Principle of FFT in multidimensional array

Question

How can one explain the principle of fft in a multidimensional array?

Y = fft(X) 

If X is a multidimensional array, then fft(X) treats the values along the first array dimension whose size does not equal 1 as vectors and returns the Fourier transform of each vector.

I don't understand it very well.

X=[1 2 ; 3 4];

X(:,:,2)=[5 6 ; 7  8]

Answer 1

Let's take the 2D case for simplicity.

Given a 2D matrix of data, X, one can treat each row vector individually and perform a one-dimensional discrete Fourier transform. This will decompose each row into one dimensional frequency components. No attention is given to whether the rows of the matrix are correlated, and so every row of the output matrix will have some non-zero components.

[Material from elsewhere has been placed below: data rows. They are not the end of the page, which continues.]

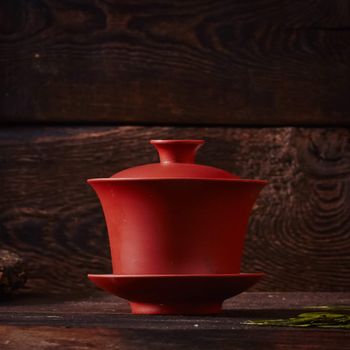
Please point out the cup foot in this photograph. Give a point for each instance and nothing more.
(207, 308)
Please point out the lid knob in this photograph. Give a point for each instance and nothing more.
(177, 151)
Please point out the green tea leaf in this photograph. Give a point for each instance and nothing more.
(308, 319)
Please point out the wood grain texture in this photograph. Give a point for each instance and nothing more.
(258, 62)
(101, 323)
(299, 233)
(46, 337)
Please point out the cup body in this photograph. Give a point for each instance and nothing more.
(176, 226)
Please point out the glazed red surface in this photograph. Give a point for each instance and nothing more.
(176, 294)
(193, 221)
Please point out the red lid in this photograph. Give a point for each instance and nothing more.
(176, 161)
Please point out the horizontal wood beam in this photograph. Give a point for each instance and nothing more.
(260, 62)
(299, 232)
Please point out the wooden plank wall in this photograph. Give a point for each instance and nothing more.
(85, 84)
(256, 62)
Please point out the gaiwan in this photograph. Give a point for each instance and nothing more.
(176, 231)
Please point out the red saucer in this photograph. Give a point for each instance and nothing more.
(176, 294)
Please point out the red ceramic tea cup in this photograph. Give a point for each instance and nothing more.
(176, 217)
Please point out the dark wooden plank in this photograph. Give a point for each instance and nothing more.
(101, 323)
(261, 62)
(40, 338)
(248, 304)
(299, 231)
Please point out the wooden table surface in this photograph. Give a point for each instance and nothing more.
(101, 321)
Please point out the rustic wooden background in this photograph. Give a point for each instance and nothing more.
(84, 84)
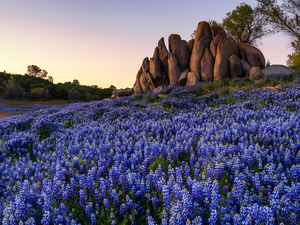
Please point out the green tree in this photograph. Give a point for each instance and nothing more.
(13, 90)
(285, 19)
(246, 24)
(34, 70)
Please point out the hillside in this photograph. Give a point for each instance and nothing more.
(16, 86)
(226, 152)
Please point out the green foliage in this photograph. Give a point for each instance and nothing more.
(25, 86)
(39, 93)
(246, 24)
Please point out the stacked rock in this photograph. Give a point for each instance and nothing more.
(209, 57)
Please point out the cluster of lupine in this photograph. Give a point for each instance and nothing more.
(186, 160)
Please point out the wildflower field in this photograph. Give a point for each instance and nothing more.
(198, 156)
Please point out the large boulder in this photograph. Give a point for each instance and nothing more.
(181, 51)
(173, 69)
(183, 77)
(137, 86)
(246, 67)
(252, 55)
(277, 69)
(214, 43)
(145, 65)
(217, 29)
(157, 72)
(226, 48)
(150, 81)
(235, 67)
(256, 74)
(156, 53)
(207, 67)
(192, 78)
(191, 45)
(202, 41)
(123, 92)
(143, 83)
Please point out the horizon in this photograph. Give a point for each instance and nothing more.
(104, 43)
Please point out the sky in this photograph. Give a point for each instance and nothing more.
(104, 42)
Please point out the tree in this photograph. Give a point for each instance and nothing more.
(246, 24)
(13, 89)
(36, 71)
(284, 17)
(76, 82)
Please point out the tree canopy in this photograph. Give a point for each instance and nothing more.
(244, 24)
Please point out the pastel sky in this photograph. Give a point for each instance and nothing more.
(104, 42)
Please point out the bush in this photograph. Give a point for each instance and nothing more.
(39, 93)
(73, 95)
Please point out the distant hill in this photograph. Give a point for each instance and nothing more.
(18, 86)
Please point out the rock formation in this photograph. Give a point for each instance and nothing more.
(209, 57)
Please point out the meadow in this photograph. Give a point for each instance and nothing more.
(226, 152)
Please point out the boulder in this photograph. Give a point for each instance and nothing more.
(235, 67)
(252, 55)
(214, 43)
(123, 92)
(207, 67)
(277, 69)
(158, 89)
(191, 45)
(143, 83)
(225, 49)
(173, 69)
(245, 67)
(180, 50)
(137, 87)
(157, 71)
(162, 96)
(202, 41)
(150, 81)
(183, 77)
(217, 29)
(192, 78)
(163, 54)
(256, 74)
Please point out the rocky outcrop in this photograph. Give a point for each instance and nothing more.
(202, 41)
(225, 49)
(235, 67)
(252, 55)
(192, 79)
(182, 78)
(207, 67)
(173, 69)
(181, 51)
(209, 57)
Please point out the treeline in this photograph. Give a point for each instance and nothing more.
(36, 88)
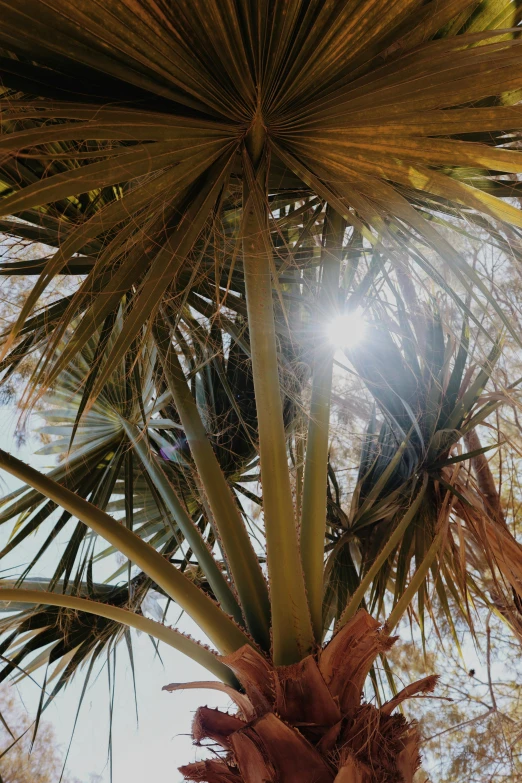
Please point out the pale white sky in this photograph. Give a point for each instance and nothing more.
(154, 749)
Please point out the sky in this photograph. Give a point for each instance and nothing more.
(150, 750)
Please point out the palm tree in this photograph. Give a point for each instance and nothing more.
(184, 160)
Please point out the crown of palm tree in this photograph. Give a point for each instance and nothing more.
(184, 160)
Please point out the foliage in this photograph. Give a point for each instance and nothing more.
(230, 178)
(26, 762)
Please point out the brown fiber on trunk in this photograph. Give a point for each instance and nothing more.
(309, 724)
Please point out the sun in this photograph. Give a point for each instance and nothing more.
(346, 330)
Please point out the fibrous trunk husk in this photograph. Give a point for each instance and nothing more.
(307, 722)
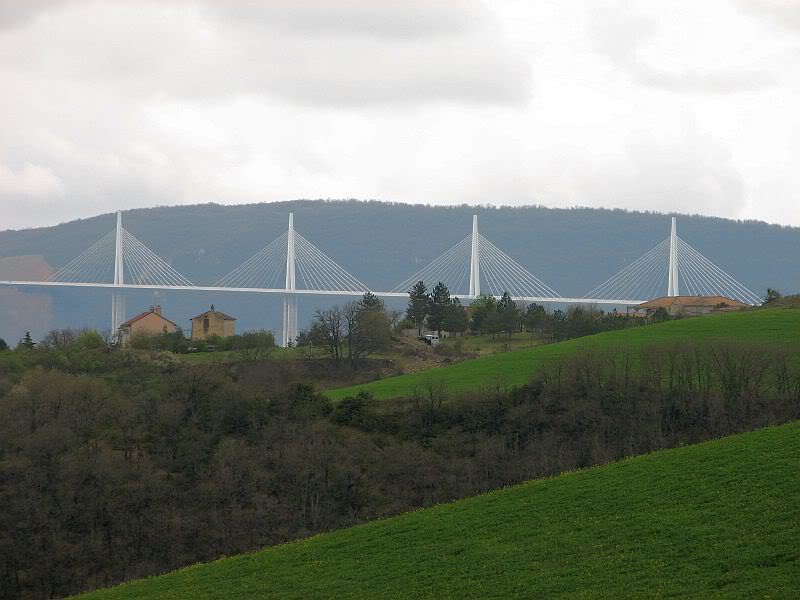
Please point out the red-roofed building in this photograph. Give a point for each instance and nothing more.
(150, 322)
(213, 323)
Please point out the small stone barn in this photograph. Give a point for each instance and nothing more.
(213, 322)
(150, 322)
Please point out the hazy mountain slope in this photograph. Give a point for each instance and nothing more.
(382, 244)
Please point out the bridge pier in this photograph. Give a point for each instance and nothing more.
(289, 320)
(474, 262)
(672, 284)
(290, 300)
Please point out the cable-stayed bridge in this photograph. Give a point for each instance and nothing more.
(291, 266)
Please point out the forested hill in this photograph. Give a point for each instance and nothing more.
(570, 249)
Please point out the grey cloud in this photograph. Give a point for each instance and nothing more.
(620, 32)
(364, 55)
(410, 19)
(783, 13)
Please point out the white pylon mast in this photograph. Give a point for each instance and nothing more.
(290, 300)
(474, 262)
(117, 297)
(672, 285)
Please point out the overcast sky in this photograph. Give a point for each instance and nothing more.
(685, 106)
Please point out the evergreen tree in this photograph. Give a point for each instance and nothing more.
(455, 319)
(534, 318)
(371, 302)
(482, 307)
(27, 343)
(418, 305)
(509, 314)
(440, 301)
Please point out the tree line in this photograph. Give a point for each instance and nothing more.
(439, 311)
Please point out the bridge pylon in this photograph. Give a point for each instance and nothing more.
(672, 283)
(290, 299)
(118, 296)
(474, 261)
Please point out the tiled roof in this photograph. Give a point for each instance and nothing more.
(130, 322)
(215, 312)
(668, 301)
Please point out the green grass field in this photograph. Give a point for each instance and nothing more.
(517, 367)
(717, 519)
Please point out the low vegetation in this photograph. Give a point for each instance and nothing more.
(127, 471)
(778, 326)
(715, 519)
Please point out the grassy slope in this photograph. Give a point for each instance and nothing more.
(717, 518)
(517, 367)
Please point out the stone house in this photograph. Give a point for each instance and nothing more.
(148, 323)
(213, 323)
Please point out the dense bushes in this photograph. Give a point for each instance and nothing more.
(102, 482)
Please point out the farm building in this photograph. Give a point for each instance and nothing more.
(688, 306)
(150, 322)
(213, 323)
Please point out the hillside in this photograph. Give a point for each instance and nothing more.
(515, 368)
(717, 518)
(381, 244)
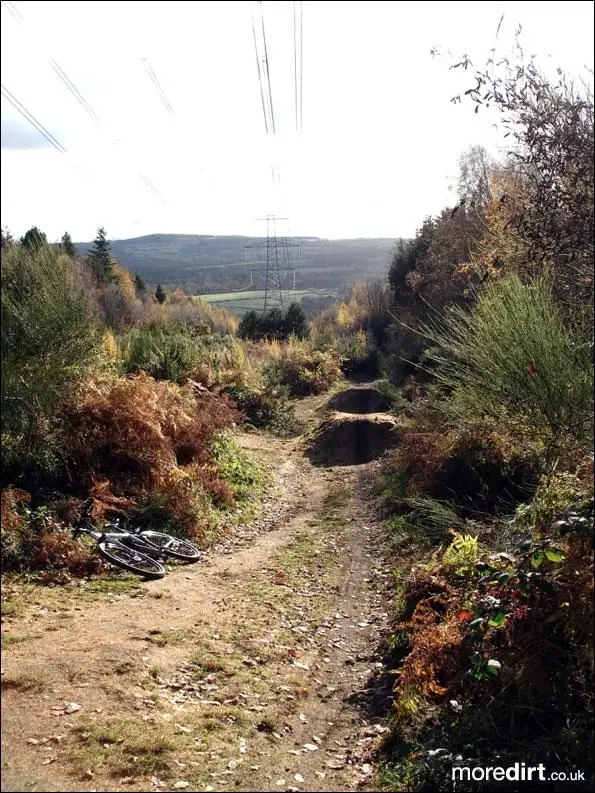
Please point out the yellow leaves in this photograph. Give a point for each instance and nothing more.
(125, 282)
(109, 345)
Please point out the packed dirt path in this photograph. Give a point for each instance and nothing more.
(251, 670)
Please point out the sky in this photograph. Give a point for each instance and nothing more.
(379, 142)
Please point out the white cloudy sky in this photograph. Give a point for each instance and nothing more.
(379, 143)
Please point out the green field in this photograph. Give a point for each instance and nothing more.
(242, 301)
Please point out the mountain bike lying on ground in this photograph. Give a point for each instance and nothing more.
(139, 550)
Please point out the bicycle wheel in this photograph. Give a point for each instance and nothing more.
(171, 546)
(131, 559)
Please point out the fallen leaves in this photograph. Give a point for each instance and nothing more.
(66, 708)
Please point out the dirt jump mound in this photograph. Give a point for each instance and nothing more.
(359, 400)
(352, 440)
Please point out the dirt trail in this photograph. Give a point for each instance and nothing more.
(247, 671)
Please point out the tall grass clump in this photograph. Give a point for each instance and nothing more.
(47, 346)
(514, 354)
(163, 353)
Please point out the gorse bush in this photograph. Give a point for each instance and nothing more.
(47, 347)
(164, 354)
(264, 408)
(303, 371)
(513, 354)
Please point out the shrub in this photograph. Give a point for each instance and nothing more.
(359, 355)
(512, 353)
(134, 431)
(237, 468)
(165, 354)
(263, 407)
(461, 555)
(303, 372)
(33, 539)
(477, 468)
(47, 347)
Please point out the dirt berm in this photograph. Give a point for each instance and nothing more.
(346, 439)
(359, 400)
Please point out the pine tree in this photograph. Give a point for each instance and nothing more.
(139, 283)
(296, 322)
(100, 258)
(33, 239)
(68, 245)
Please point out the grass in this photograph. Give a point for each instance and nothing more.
(514, 353)
(125, 748)
(258, 294)
(29, 683)
(10, 639)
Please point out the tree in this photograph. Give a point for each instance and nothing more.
(550, 124)
(296, 323)
(100, 258)
(68, 245)
(473, 186)
(160, 294)
(139, 283)
(5, 239)
(33, 240)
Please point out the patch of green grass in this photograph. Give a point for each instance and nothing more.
(10, 639)
(207, 666)
(124, 667)
(112, 585)
(10, 607)
(125, 748)
(29, 683)
(404, 775)
(243, 472)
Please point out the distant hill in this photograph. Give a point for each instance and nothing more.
(207, 264)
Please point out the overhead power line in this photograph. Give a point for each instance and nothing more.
(153, 77)
(65, 79)
(10, 7)
(32, 120)
(74, 91)
(264, 74)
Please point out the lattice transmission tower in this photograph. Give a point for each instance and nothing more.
(274, 257)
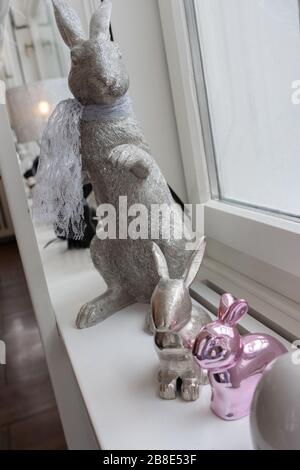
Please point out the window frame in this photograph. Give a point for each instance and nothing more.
(271, 242)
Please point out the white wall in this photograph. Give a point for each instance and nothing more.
(137, 27)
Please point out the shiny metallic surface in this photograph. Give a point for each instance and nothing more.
(118, 162)
(235, 364)
(275, 410)
(176, 323)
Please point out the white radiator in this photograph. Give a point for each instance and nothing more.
(6, 227)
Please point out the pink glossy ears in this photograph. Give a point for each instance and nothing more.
(232, 310)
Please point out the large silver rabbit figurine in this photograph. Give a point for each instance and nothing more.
(177, 322)
(119, 163)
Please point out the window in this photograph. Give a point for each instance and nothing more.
(234, 67)
(251, 58)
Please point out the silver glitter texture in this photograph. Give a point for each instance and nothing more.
(119, 163)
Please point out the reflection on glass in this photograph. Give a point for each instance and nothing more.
(251, 56)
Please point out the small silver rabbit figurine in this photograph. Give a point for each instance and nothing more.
(176, 323)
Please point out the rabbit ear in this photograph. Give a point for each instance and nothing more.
(68, 23)
(226, 301)
(195, 263)
(231, 310)
(160, 261)
(100, 21)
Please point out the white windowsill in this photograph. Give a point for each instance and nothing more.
(116, 366)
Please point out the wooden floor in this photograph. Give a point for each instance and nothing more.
(28, 414)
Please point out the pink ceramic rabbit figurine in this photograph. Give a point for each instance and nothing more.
(235, 363)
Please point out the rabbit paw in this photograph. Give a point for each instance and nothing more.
(190, 390)
(131, 158)
(168, 391)
(87, 316)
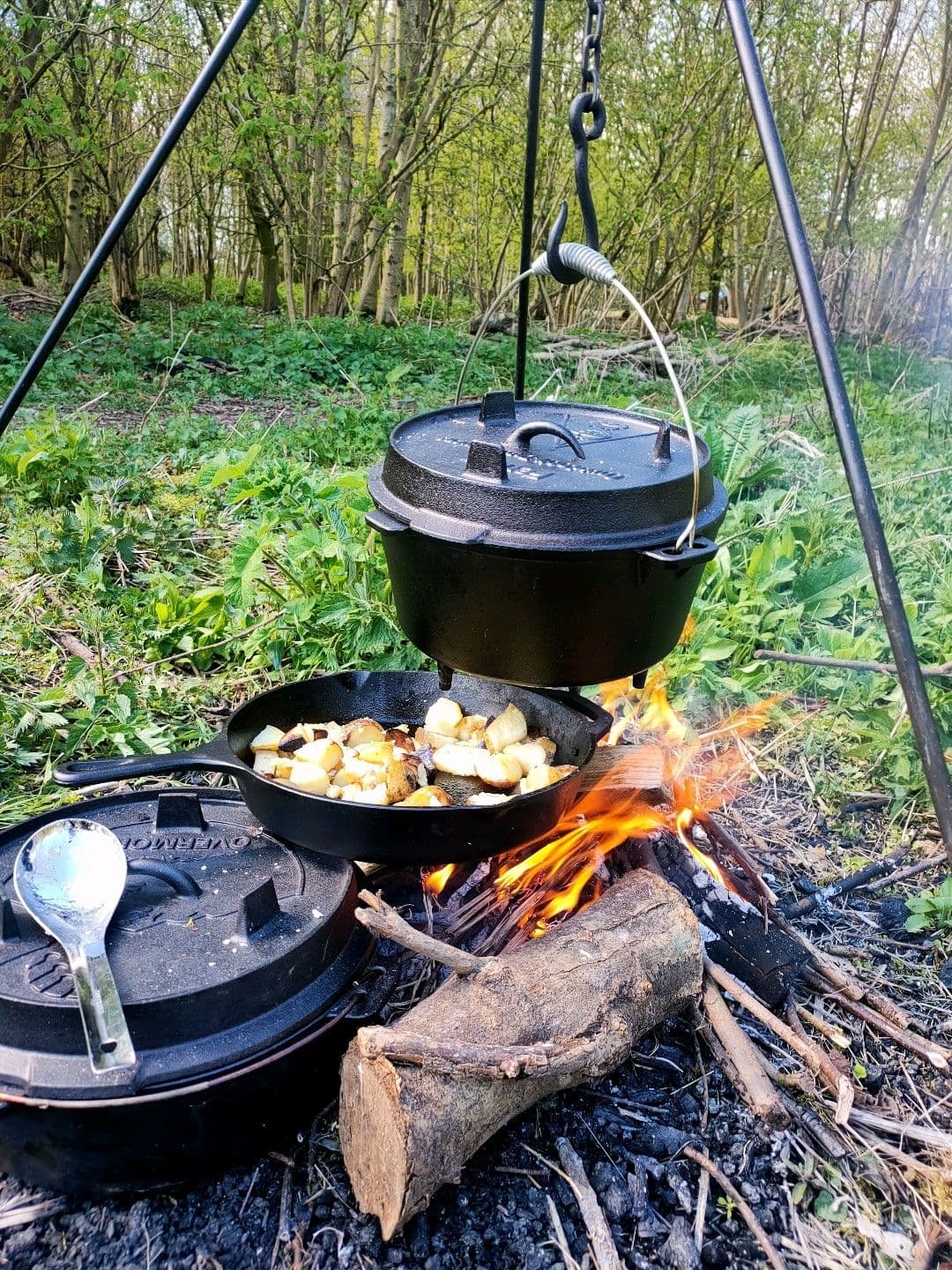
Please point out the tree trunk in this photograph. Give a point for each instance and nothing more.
(392, 280)
(589, 989)
(268, 247)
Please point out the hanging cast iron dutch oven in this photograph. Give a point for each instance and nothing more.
(242, 975)
(536, 542)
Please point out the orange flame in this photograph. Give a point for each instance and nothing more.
(701, 773)
(435, 880)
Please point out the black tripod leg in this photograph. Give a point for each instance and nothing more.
(118, 224)
(883, 573)
(528, 193)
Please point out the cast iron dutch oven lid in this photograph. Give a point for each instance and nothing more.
(546, 475)
(227, 945)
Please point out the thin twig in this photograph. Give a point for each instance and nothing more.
(386, 923)
(746, 1211)
(753, 1084)
(844, 663)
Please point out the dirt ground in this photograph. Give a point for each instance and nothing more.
(879, 1203)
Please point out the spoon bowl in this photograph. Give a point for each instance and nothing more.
(70, 877)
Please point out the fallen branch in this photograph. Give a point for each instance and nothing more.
(918, 1045)
(843, 885)
(386, 923)
(815, 1058)
(844, 663)
(603, 1250)
(465, 1062)
(605, 977)
(746, 1211)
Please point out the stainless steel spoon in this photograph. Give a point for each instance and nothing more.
(70, 875)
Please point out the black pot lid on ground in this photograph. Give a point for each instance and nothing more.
(227, 944)
(545, 475)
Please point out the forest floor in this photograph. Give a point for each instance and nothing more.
(184, 498)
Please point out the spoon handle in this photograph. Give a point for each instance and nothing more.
(103, 1018)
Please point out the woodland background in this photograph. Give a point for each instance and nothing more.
(366, 153)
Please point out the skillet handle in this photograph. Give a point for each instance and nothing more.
(598, 719)
(216, 756)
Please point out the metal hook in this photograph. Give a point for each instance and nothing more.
(585, 103)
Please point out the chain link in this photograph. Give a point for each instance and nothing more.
(591, 49)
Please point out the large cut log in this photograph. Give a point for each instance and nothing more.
(419, 1097)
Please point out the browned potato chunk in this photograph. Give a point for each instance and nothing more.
(377, 796)
(362, 732)
(265, 762)
(505, 729)
(472, 728)
(443, 716)
(542, 776)
(401, 779)
(498, 771)
(378, 752)
(294, 738)
(325, 753)
(527, 755)
(456, 759)
(310, 778)
(428, 796)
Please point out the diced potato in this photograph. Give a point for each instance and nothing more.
(265, 762)
(527, 755)
(326, 753)
(443, 716)
(362, 732)
(355, 794)
(378, 752)
(542, 776)
(456, 759)
(267, 738)
(505, 729)
(498, 771)
(471, 728)
(401, 779)
(428, 796)
(353, 771)
(310, 778)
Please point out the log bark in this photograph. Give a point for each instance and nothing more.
(605, 978)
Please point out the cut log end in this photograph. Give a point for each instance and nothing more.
(584, 993)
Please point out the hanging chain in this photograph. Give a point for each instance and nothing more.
(588, 101)
(591, 52)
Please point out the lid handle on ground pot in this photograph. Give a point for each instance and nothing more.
(487, 459)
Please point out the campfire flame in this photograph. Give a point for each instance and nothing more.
(698, 773)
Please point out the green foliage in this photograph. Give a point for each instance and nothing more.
(51, 462)
(215, 542)
(931, 909)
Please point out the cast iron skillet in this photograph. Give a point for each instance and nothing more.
(390, 834)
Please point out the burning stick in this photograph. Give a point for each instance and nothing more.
(605, 977)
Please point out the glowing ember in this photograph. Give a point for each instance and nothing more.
(435, 882)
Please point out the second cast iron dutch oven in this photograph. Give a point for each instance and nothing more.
(537, 542)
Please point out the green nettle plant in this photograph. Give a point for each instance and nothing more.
(931, 909)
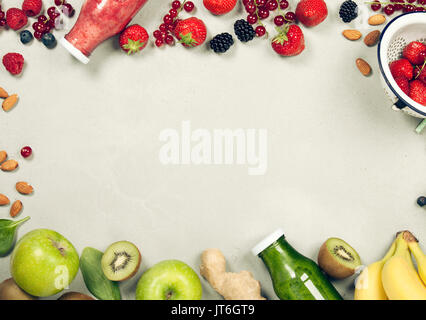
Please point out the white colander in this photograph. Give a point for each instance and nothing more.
(395, 36)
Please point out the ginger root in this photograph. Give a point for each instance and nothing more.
(232, 286)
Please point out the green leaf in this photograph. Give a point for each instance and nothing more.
(94, 278)
(8, 234)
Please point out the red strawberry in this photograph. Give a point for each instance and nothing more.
(401, 68)
(311, 12)
(16, 18)
(191, 32)
(32, 7)
(412, 52)
(289, 42)
(418, 92)
(219, 6)
(402, 82)
(420, 73)
(133, 39)
(13, 62)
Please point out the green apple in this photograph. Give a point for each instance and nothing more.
(169, 280)
(43, 263)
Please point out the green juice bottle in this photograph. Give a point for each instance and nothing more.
(294, 276)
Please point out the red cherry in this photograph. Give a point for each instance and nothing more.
(26, 151)
(189, 6)
(260, 31)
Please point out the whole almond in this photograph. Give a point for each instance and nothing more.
(24, 188)
(10, 102)
(3, 93)
(372, 38)
(352, 34)
(363, 66)
(377, 19)
(4, 200)
(16, 208)
(9, 165)
(3, 156)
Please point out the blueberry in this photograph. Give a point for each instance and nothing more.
(49, 40)
(421, 201)
(26, 36)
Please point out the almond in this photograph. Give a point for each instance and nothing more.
(3, 93)
(24, 188)
(16, 208)
(372, 38)
(352, 34)
(4, 200)
(363, 66)
(9, 165)
(377, 19)
(10, 102)
(3, 156)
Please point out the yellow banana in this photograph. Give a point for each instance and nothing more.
(369, 283)
(400, 280)
(413, 245)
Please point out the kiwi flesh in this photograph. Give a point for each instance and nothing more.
(75, 296)
(121, 261)
(9, 290)
(338, 259)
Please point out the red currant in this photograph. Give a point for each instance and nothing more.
(26, 151)
(279, 20)
(189, 6)
(272, 5)
(284, 4)
(159, 42)
(389, 9)
(260, 31)
(176, 4)
(169, 40)
(263, 14)
(251, 18)
(290, 16)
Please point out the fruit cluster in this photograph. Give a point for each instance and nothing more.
(393, 6)
(409, 72)
(164, 33)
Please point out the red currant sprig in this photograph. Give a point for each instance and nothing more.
(163, 35)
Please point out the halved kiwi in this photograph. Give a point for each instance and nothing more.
(121, 261)
(338, 259)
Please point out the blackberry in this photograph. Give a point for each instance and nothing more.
(26, 36)
(221, 42)
(244, 30)
(421, 201)
(348, 11)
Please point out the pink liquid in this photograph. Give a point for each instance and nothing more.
(99, 20)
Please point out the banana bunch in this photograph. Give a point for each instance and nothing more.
(395, 276)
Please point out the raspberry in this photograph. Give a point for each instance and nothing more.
(16, 19)
(32, 7)
(244, 30)
(13, 62)
(221, 43)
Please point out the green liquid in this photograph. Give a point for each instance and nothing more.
(294, 276)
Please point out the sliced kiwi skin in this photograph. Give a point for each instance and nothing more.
(120, 251)
(342, 266)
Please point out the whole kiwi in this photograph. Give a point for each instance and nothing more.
(75, 296)
(9, 290)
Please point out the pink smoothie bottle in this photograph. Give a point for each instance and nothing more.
(98, 20)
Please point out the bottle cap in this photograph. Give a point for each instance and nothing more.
(262, 245)
(74, 51)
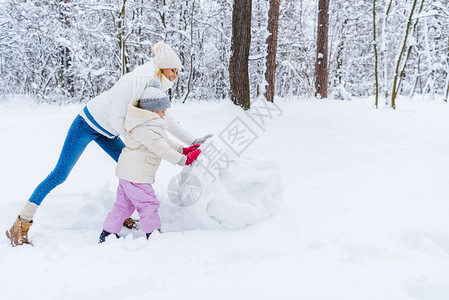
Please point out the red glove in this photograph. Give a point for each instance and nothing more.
(191, 157)
(187, 150)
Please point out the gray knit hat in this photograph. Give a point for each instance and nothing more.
(154, 99)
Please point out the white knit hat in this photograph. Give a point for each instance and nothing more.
(153, 99)
(165, 57)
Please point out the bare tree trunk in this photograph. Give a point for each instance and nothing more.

Alternatively, using fft2, one can decompose X into its constituent two-dimensional frequency components. I find this easiest to think about in analogy with the DCT, where you can visualize the 2D basis easily

With the 2D FFT, correlations between rows would affect the output of the FFT. It's possible a single 2D frequency component (which is more like a surface than a wave) could contain all the energy of the 2D FFT, and so the output matrix could be much sparser than when treating the rows individually.

This analogy can be continued in to n-dimensions, with higher dimensional frequency components potentially capturing the higher dimensional structure in your data.